Сейчас у меня взорвется спина. Сейчас взорвется все. Небо, земля, дома, озерцо, Зыборк – все. И оно, должно быть, взрывается, и меня, должно быть, тут нет, вероятно, рассвет, вероятно, я стою у машины, на семерке, около мертвой серны.
– Ты не можешь сейчас струсить, братишка. Ты не трус. Не будь трусом, – говорит Гжесь.
Какая-то сила заставляет меня присесть. Ярецкий крутит головой, пытается кусаться, его зубы щелкают в пустоте. Я хватаю его за лицо.
– Не кусайся, тварь, – ворчит Гжесь, сильнее втыкает колено в его руки. Рот Ярецкого плюется и кричит внутри моей ладони.
Я надеюсь, что нас никто не увидит.
Я не могу сдвинуться. Два больших пальца сильно сжимают меня за загривок.
Гжесь делает ему укол в шею.
Ярецкий обмякает, делается неподвижным.
Гжесь встает.
– Хорошо. Хорошо. Все так, как я и думал.
Гжесь стоит.
Ярецкий лежит.
– Грузим его в машину, – брат открывает задние двери.

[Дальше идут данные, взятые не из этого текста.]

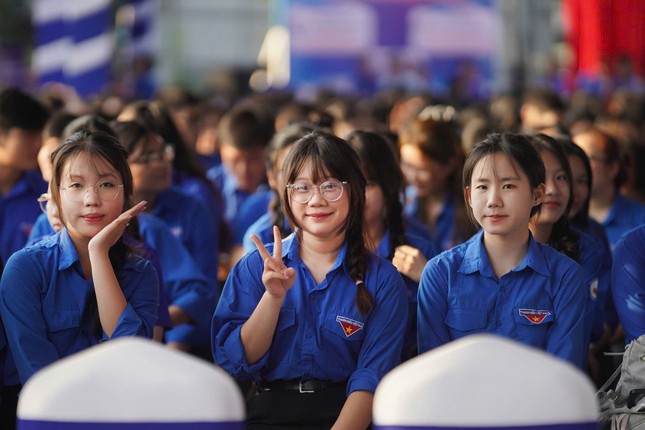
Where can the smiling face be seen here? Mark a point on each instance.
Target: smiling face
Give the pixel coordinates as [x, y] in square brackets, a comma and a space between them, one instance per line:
[85, 218]
[558, 190]
[501, 196]
[318, 217]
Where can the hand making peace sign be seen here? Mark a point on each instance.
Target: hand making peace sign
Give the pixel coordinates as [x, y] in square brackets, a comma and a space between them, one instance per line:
[277, 278]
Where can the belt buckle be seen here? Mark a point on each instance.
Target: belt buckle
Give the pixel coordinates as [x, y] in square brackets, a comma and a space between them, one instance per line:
[302, 390]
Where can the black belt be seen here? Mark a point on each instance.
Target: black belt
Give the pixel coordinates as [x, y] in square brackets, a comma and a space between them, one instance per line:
[302, 386]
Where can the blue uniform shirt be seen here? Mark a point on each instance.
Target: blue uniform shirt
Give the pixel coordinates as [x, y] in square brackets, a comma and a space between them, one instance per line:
[624, 215]
[18, 212]
[320, 333]
[540, 303]
[189, 222]
[256, 205]
[627, 282]
[429, 250]
[595, 262]
[202, 190]
[184, 283]
[43, 296]
[43, 230]
[262, 228]
[233, 197]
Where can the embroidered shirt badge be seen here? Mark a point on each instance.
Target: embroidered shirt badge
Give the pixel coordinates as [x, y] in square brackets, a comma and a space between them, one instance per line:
[349, 325]
[535, 316]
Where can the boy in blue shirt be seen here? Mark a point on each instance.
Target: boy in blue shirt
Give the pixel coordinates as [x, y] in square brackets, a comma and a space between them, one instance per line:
[22, 119]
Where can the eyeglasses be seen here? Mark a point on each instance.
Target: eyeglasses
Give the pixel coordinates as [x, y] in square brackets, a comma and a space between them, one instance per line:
[165, 153]
[331, 191]
[107, 191]
[42, 202]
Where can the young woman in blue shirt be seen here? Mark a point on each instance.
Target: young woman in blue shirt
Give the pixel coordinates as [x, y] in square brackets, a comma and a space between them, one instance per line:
[84, 285]
[388, 229]
[187, 220]
[315, 320]
[552, 227]
[503, 281]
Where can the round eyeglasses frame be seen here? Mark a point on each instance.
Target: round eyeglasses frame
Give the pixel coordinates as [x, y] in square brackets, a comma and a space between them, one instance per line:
[320, 187]
[80, 196]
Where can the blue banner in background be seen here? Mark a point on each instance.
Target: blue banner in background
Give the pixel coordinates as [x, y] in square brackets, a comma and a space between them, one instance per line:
[446, 47]
[74, 43]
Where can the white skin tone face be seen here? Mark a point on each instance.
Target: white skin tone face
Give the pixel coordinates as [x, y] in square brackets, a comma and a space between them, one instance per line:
[19, 148]
[501, 197]
[428, 176]
[87, 218]
[246, 165]
[155, 176]
[580, 184]
[52, 216]
[603, 172]
[557, 193]
[318, 217]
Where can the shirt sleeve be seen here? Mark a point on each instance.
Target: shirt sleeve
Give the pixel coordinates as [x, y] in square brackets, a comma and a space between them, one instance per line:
[383, 343]
[432, 307]
[566, 336]
[241, 294]
[141, 288]
[21, 310]
[203, 243]
[628, 287]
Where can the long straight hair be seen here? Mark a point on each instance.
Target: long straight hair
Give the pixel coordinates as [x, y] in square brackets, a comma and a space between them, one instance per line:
[331, 155]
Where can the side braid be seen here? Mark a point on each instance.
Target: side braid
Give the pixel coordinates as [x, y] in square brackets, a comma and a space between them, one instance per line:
[357, 267]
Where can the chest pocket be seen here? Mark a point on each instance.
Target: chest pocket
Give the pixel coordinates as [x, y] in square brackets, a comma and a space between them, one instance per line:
[465, 321]
[533, 325]
[341, 341]
[61, 319]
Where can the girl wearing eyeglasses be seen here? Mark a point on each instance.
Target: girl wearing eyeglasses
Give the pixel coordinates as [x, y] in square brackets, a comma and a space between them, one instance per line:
[315, 320]
[83, 285]
[187, 219]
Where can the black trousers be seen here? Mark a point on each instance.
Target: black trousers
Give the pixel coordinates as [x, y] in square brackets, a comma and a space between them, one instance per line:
[8, 405]
[276, 410]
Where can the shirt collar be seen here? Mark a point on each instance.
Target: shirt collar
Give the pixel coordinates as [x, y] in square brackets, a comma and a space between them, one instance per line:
[476, 258]
[291, 252]
[68, 255]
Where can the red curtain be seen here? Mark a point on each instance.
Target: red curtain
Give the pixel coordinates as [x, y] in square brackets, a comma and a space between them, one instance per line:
[603, 30]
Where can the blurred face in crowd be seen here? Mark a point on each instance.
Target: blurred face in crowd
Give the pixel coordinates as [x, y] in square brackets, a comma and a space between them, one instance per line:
[247, 165]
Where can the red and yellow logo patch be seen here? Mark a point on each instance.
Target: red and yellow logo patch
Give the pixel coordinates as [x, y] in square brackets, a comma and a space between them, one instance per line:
[349, 325]
[535, 316]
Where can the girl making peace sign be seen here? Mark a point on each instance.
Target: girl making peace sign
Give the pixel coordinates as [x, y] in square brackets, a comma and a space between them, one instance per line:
[315, 320]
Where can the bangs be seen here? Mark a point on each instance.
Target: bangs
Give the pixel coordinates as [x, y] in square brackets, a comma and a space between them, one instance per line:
[93, 162]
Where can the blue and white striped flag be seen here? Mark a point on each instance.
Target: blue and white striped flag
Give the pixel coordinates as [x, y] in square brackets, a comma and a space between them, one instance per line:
[74, 43]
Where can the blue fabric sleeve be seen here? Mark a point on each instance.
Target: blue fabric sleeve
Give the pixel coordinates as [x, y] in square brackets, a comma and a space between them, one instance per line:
[21, 309]
[566, 336]
[141, 290]
[628, 287]
[432, 306]
[241, 294]
[383, 343]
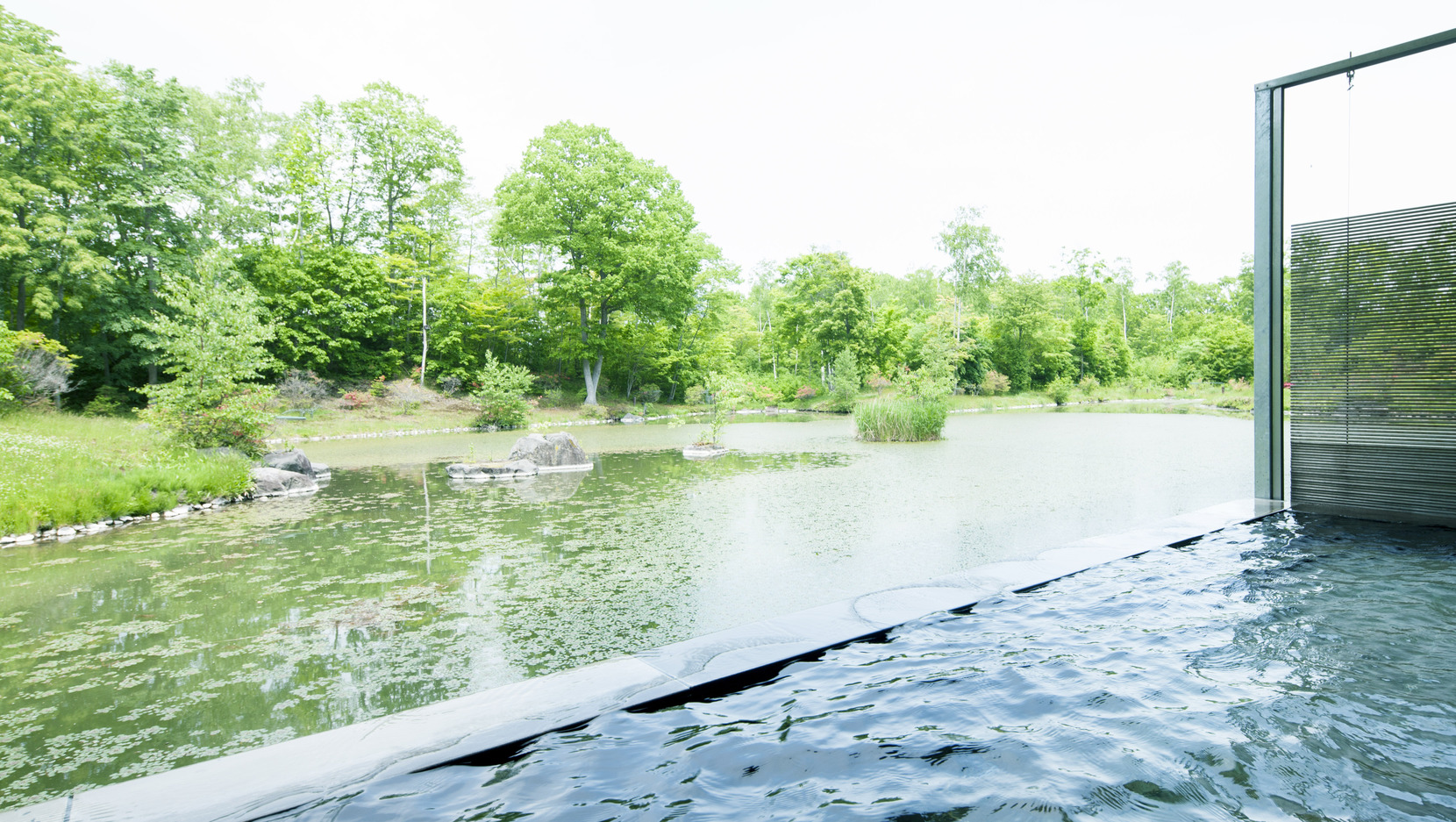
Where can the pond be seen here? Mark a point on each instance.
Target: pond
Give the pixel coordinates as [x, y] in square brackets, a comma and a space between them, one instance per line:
[1299, 668]
[167, 643]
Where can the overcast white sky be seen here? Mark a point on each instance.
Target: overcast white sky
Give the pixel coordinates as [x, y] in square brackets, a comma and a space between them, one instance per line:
[1123, 127]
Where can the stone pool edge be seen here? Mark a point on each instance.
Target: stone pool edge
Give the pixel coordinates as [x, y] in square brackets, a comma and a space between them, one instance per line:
[273, 778]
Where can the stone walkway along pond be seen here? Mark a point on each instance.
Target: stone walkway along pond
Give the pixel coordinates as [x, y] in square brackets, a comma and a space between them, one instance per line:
[175, 641]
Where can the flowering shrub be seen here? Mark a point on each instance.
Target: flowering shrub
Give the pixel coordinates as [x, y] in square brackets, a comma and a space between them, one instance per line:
[238, 421]
[498, 388]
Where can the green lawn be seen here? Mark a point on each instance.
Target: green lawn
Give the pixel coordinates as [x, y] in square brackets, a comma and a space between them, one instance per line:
[64, 469]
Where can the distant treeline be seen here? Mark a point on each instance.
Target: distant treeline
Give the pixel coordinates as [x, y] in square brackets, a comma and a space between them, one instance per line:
[353, 228]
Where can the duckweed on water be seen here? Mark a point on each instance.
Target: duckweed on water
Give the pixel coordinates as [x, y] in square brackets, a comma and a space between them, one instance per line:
[156, 646]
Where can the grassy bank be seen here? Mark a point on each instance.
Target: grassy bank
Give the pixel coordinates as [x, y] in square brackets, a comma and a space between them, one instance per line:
[63, 469]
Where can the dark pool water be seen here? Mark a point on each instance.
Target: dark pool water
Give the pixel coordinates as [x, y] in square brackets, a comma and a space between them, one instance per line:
[1301, 668]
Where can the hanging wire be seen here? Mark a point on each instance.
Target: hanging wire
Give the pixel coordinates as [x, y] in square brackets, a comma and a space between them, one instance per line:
[1350, 105]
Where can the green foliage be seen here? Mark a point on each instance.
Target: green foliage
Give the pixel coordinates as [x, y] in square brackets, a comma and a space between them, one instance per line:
[900, 418]
[335, 306]
[63, 469]
[1059, 391]
[500, 388]
[845, 388]
[211, 340]
[727, 396]
[114, 182]
[32, 368]
[110, 401]
[995, 382]
[239, 418]
[620, 228]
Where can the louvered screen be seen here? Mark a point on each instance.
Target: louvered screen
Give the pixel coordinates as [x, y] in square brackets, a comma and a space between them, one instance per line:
[1374, 365]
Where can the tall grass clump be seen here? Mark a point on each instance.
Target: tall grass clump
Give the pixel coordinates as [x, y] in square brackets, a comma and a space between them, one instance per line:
[61, 469]
[900, 418]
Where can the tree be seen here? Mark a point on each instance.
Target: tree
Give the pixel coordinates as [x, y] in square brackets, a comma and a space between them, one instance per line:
[619, 228]
[46, 130]
[826, 306]
[974, 254]
[332, 306]
[1028, 343]
[211, 341]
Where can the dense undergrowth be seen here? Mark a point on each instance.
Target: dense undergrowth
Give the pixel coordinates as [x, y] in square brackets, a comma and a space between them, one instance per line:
[64, 469]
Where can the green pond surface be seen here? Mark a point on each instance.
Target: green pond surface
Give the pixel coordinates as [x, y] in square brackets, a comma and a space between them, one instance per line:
[149, 647]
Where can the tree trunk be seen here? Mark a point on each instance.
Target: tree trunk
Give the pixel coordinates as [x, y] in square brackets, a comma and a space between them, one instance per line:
[19, 305]
[593, 376]
[424, 326]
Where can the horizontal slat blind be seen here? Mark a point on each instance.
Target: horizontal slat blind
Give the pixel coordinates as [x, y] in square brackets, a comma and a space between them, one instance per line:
[1374, 365]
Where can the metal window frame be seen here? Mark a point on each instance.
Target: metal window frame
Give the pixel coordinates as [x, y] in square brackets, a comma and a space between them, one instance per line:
[1268, 253]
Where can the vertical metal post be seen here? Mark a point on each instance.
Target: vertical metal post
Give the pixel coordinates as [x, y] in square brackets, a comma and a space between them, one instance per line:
[1268, 293]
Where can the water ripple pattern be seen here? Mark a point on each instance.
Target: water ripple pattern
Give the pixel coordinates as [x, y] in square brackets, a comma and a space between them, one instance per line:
[161, 645]
[1292, 669]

– Нет, пожалуйста, нет, – говорю я и чувствую, что все снова распадается, но это не взрыв, это растворение, все, что существует, стекает в сливной колодец и я тоже и —
Гжесь бьет меня по лицу открытой ладонью. Место удара пощипывает. Потом он подхватывает Ярецкого с земли и говорит:
– Хватай его за ноги. Ничего не случится. Сосредоточься. Поверь мне.
Я хватаю Ярецкого за ноги. Гжесь заталкивает его внутрь. Ярецкий затолкан назад, бесполезный, словно мебель, Гжесь закрывает дверь.
– Едем, – он подталкивает меня в сторону машины.
– Что? – спрашиваю я.
– Садись.
– Нет.
– Отступать уже нельзя. Садись. Единственный выход, чтобы ничего с тобой не случилось, чтобы ничего не случилось с Юстиной – это если ты сядешь в эту машину, сейчас, сука, немедленно.
– С Юстиной?
– Поверь мне. Никому другому ты верить не можешь, – говорит Гжесь.
Наконец я сажусь, подталкиваемый двумя большими пальцами словно игрушка, человечек из набора Лего, Гжесь закрывает дверь со стороны водителя, наклоняется через меня, закрывает дверь с моей стороны. Кашляет. Заводит двигатель. Мы едем. Проезжаем мимо ратушной площади. На ней – рождественские декорации. Звезды и спирали. Я смотрю на спирали. Выбираю себе одну. Она попеременно то желтая, то белая. Смотрю в самый ее центр. На секунду, на краткий миг в ее центре видна башня евангелической церкви.
Гжесь снова включает кассету. Теперь эта музыка звучит смешно. Я начинаю смеяться. Это не мой смех, кто-то вложил его в меня вместе с этим теплом, вместе с этой болью, а теперь смех выходит и танцует передо мной в воздухе.
– Нам нужно выехать из Зыборка, – говорит Гжесь, но едет слишком медленно для того, кто хочет выехать из Зыборка.
Мигает контролька на панели. Заканчивается бензин. Я оглядываюсь. Ярецкий все еще на заднем сиденье. У него подвернуты ноги, голова опирается на откинутые в сторону руки. Кажется, он спит, но если бы человек спал в такой позе, то через пару минут проснулся бы от боли. Я начинаю смеяться, а когда перед нами, в конце Костюшки, вырастает одинокий «Орлен» [128],– начинаю смеяться еще сильнее.